Spayed female cats also cannot develop ovarian and uterine cancers or a potentially fatal uterine infection called a pyometra, Coates adds. Other health-related issues related to spaying include negating the possibility of the complications that can occur with pregnancy and birthing.
For male cats, Coates says that the benefits of neutering are primarily behavioral, although the procedure does eliminate the possibility that a cat will develop testicular cancer as he ages.
“Anyone who as ever tried living with an intact male cat will tell you that the vocalizations, escape attempts, roaming, fighting and urine spraying associated with normal tom cat behavior can get old really quick,” she says.

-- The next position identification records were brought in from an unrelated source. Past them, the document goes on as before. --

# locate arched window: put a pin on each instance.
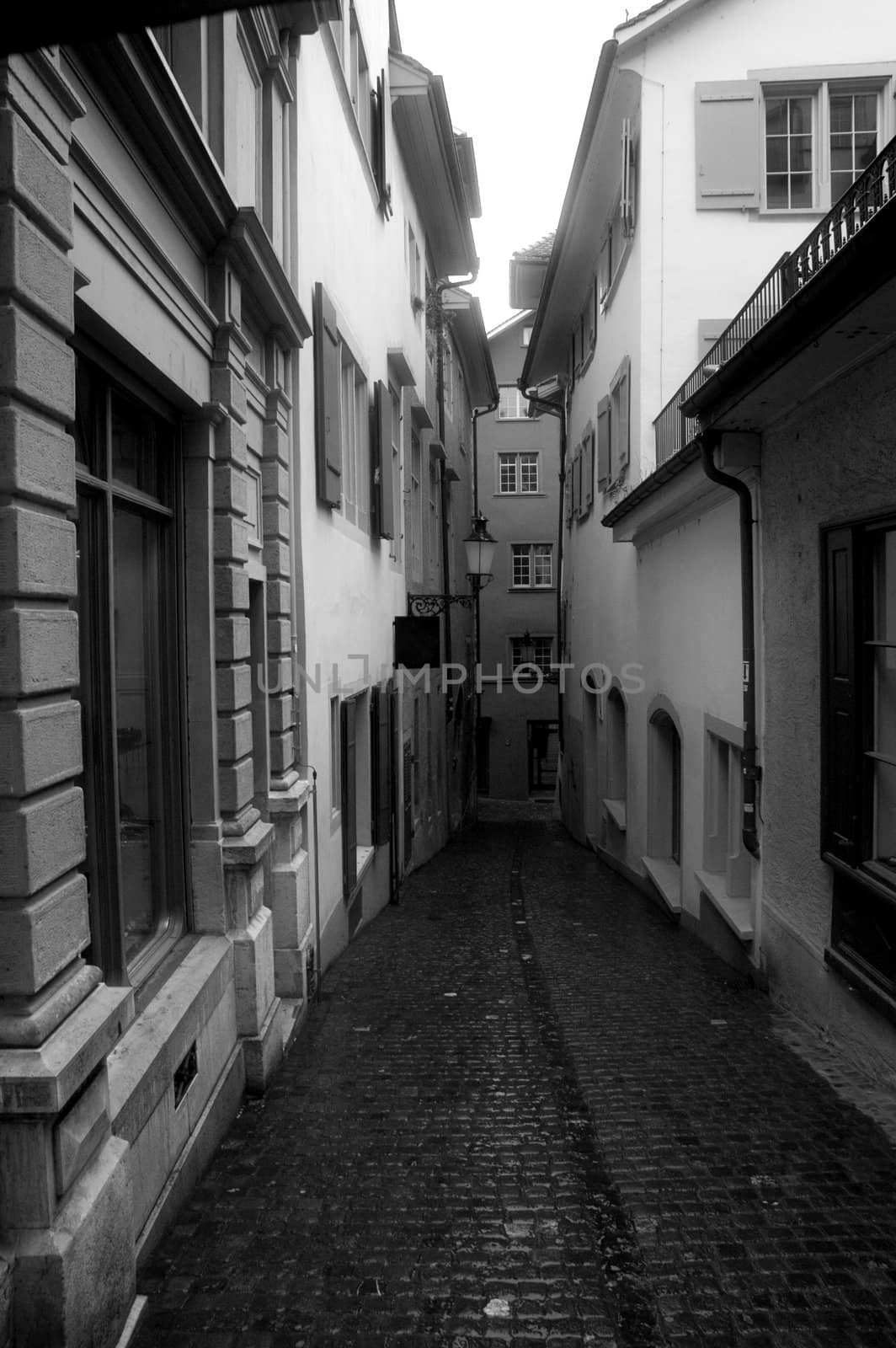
(666, 789)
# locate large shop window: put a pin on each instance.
(127, 478)
(859, 745)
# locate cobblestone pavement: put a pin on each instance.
(530, 1111)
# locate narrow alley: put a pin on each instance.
(529, 1110)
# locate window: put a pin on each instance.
(518, 473)
(859, 743)
(727, 864)
(531, 565)
(613, 431)
(817, 143)
(127, 489)
(532, 650)
(435, 552)
(356, 790)
(415, 525)
(664, 821)
(343, 420)
(512, 404)
(786, 141)
(360, 81)
(356, 451)
(414, 271)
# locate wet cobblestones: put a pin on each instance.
(529, 1111)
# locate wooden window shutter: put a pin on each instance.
(841, 752)
(603, 444)
(381, 500)
(624, 426)
(381, 112)
(627, 201)
(728, 143)
(349, 799)
(327, 399)
(381, 741)
(588, 469)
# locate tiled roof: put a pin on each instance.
(539, 251)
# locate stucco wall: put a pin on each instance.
(832, 460)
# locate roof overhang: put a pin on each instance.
(26, 29)
(592, 189)
(472, 343)
(430, 152)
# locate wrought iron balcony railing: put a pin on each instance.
(867, 195)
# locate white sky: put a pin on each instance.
(518, 76)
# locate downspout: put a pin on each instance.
(557, 411)
(477, 611)
(752, 773)
(440, 402)
(444, 498)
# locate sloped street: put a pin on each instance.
(531, 1111)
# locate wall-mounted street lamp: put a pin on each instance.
(480, 550)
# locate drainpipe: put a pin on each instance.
(752, 773)
(557, 410)
(440, 402)
(477, 612)
(444, 496)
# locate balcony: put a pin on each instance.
(859, 204)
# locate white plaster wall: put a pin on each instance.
(712, 260)
(817, 468)
(352, 588)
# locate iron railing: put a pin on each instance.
(859, 204)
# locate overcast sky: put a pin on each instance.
(518, 76)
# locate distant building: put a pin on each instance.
(519, 492)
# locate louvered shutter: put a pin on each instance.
(624, 426)
(728, 143)
(327, 399)
(841, 752)
(603, 444)
(383, 505)
(381, 741)
(349, 800)
(588, 469)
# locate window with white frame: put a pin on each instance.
(819, 141)
(355, 422)
(512, 404)
(531, 565)
(518, 473)
(532, 650)
(790, 139)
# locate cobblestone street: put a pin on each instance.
(531, 1111)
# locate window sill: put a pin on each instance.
(667, 880)
(736, 913)
(616, 812)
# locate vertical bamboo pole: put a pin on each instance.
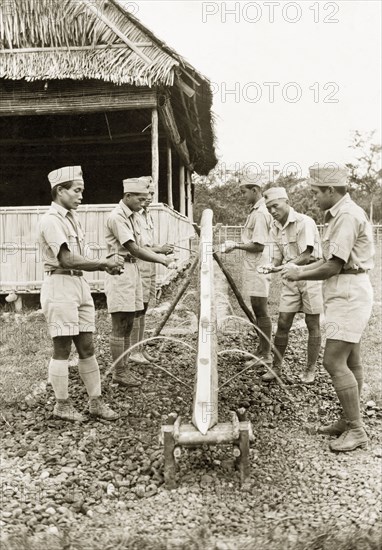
(182, 193)
(155, 151)
(205, 406)
(190, 213)
(169, 176)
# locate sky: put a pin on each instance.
(291, 81)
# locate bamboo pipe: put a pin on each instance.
(232, 284)
(178, 296)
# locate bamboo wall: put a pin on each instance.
(21, 266)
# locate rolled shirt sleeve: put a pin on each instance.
(342, 238)
(122, 232)
(307, 236)
(260, 233)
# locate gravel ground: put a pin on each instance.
(100, 485)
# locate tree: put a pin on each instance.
(366, 175)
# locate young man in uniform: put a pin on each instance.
(65, 295)
(124, 292)
(348, 252)
(255, 237)
(147, 271)
(295, 239)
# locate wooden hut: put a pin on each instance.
(85, 82)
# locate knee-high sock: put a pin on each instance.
(347, 391)
(265, 325)
(117, 347)
(134, 336)
(357, 371)
(142, 324)
(281, 344)
(127, 345)
(89, 372)
(314, 348)
(59, 377)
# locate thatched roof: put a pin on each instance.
(43, 40)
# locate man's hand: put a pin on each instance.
(291, 272)
(228, 246)
(114, 264)
(166, 249)
(170, 262)
(268, 268)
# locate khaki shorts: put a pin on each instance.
(124, 292)
(348, 303)
(148, 277)
(67, 305)
(254, 283)
(301, 296)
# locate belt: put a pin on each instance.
(353, 271)
(59, 271)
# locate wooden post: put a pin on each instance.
(205, 406)
(182, 194)
(155, 151)
(169, 469)
(190, 214)
(169, 176)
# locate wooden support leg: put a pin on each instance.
(169, 447)
(244, 466)
(169, 460)
(18, 304)
(244, 437)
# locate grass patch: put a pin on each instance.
(97, 539)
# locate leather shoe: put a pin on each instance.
(350, 440)
(271, 374)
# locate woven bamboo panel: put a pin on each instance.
(21, 266)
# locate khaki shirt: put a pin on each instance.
(57, 227)
(146, 228)
(121, 227)
(257, 226)
(294, 237)
(348, 235)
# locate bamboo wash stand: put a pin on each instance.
(205, 428)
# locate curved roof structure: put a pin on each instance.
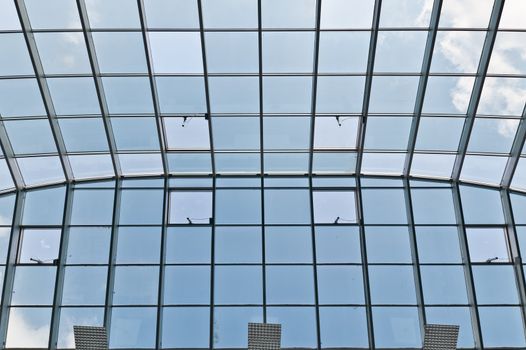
(99, 89)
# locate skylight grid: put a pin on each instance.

Feline AIDS and leukemia can both be spread between cats through bites, often spurred on by sexual competition, says Coates. So, reducing the urge to mate (as well as the urge to fight about it) also reduces the likelihood that your cat will contract one of these oftentimes fatal infections.
“Every study has shown spaying/neutering to be beneficial in regards to behavior and preventing disease. Behaviorally, cats are less likely to mark inappropriately in the house, less likely to roam outside, and less likely to engage in fighting with other cats. Medically, they are less likely to get certain cancers and infections,” adds Denish.
Why Spay/Neuter is So Important for Cats
While there might be some differing opinions about the proper age to spay or neuter your cat, there’s no disputing that it’s one of the most responsible things a pet owner can do, not only for the life of a pet, but also to reduce pet overpopulation. Too often, we view spaying and neutering through our own eyes, and how it might affect us, and assume that our pets would look at it the same way. As Coates puts it, “physiologically and behaviorally speaking, cats are made to reproduce as frequently as possible. Obviously, we have to put a stop to that. I think it is more humane to surgically eliminate the desire to mate than to block mating but leave the urge intact.”
Of course no medical or surgical procedure is without risk, she adds. “For instance, neutered male cats are at higher risk for developing urinary blockages, and cats who have been spayed or neutered do have a tendency to gain weight if their diets aren’t adjusted accordingly. Owners should always talk to their own veterinarian about what is best for their particular pet, but the benefits of spay/neuter almost always outweigh the risks.”
It is our responsibility to take care of our pets to the best of our ability, Denish says. “They live in our world, our homes and interact with our family and other pets. That means that if spaying/neutering is beneficial, it should be done at any safe time.”